User-Defined Extensions
The Extension Dictionary provides a set of predefined extension names (CEF names such as "fname" and full names such as "filetype") that must cover most event log requirements. However, vendors' devices might generate more information that can be appropriately mapped into the predefined extensions or might generate information that does not fit the orientation of the predefined extensions. In such cases, vendors can define their own custom extensions.

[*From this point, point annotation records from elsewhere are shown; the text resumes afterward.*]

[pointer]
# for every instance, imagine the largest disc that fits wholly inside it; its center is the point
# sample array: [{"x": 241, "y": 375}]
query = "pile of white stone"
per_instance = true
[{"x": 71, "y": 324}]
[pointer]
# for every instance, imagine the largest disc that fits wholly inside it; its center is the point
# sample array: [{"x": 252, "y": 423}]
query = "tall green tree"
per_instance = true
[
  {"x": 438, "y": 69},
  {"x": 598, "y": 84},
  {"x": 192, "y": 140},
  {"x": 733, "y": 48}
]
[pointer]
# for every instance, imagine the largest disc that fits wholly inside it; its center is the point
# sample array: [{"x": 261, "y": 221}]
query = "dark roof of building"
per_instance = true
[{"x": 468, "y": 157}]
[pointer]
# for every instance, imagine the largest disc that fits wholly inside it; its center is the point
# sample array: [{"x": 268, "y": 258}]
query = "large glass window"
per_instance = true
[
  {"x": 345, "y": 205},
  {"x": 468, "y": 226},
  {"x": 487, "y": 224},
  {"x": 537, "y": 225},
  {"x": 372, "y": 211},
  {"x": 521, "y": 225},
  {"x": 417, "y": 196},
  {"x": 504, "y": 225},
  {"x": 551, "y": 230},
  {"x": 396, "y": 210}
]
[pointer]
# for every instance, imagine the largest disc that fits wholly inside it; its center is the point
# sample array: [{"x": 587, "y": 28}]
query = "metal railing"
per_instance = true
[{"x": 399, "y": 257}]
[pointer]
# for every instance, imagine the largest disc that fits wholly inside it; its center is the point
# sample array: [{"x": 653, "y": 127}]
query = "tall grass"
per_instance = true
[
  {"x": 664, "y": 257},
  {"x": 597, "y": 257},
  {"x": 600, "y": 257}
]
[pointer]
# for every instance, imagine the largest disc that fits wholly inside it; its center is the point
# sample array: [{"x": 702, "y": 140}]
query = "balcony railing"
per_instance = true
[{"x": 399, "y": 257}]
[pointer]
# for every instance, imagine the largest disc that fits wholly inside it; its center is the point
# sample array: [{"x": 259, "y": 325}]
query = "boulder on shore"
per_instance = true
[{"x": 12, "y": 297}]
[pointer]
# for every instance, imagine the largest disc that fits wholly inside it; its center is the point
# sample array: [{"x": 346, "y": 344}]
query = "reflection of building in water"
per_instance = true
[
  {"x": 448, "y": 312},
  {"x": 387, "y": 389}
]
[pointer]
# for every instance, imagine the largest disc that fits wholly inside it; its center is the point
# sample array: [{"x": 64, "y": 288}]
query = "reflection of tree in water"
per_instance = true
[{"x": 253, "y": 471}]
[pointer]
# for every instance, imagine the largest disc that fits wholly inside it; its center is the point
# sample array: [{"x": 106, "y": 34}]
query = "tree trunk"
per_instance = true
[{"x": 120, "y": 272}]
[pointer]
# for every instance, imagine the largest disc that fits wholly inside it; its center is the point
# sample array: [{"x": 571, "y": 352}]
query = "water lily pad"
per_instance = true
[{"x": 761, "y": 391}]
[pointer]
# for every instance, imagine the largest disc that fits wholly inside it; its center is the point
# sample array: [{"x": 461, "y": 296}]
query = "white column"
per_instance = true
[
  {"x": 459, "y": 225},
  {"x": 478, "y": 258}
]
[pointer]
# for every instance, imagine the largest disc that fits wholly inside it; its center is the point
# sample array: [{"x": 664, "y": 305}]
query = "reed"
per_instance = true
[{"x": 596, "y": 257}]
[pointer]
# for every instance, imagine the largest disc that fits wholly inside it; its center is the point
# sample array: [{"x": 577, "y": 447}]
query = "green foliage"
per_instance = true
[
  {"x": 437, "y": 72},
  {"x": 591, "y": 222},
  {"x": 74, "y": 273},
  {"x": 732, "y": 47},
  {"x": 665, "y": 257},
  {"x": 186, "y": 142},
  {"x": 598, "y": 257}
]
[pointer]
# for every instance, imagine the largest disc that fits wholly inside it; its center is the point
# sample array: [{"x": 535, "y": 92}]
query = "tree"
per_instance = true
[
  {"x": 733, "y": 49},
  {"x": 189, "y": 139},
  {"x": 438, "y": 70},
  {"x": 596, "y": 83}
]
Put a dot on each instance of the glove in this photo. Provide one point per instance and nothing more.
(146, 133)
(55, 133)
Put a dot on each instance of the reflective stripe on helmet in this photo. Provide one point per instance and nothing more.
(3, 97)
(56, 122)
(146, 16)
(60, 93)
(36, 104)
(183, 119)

Custom Extension Naming Guidelines
Ensure the following when creating custom extensions:
Format
Custom extension names must take the form: VendornameProductnameExplanatoryKeyName
Requirements
Custom extension names must meet the following requirements. Custom extension name(s) must be:
-
a single word, with no spaces.
-
alphanumeric.
-
as clear and concise as possible.
-
named different than any name listed in ArcSight Extension Dictionary.
Limitations of Custom Extensions
Custom extension names are recommended for use only when no reasonable mapping of the information can be established for a predefined CEF name. While the custom extension name mechanism can be used to safely send information to CEF consumers for storage, there are certain limitations as to when and how to access the data mapped into them.
Custom extension names also have significant limitations that implementers should be aware of. These limitations can fundamentally affect the experience of ArcSight product users.
Limitations Affecting ArcSight ESM
-
Data submitted to ArcSight ESM using custom name extensions is retained, but is largely inaccessible except when directly viewing events. This data shows up in a section called "Additional Data".
-
Data submitted to ArcSight ESM using custom name extensions cannot be used directly for reporting, as these "Additional Data" fields are not made available in the reporting schema. Thus, any data in the "Additional Data" section of events is not available in reports.
-
Data submitted to ArcSight ESM using custom name extensions cannot be used directly for event correlation (as within Rules, Data Monitors, etc.). Therefore, any data in the "Additional Data" section is not available as output for correlation activities within the ESM system.
Limitations Affecting ArcSight Logger
-
Data submitted to ArcSight Logger using custom name extensions is retained in the system, but is not available for use in the Logger reporting infrastructure.
-
Data submitted to ArcSight Logger using custom name extensions is available for viewing by the customer using string-based search. Event export is also available for this purpose.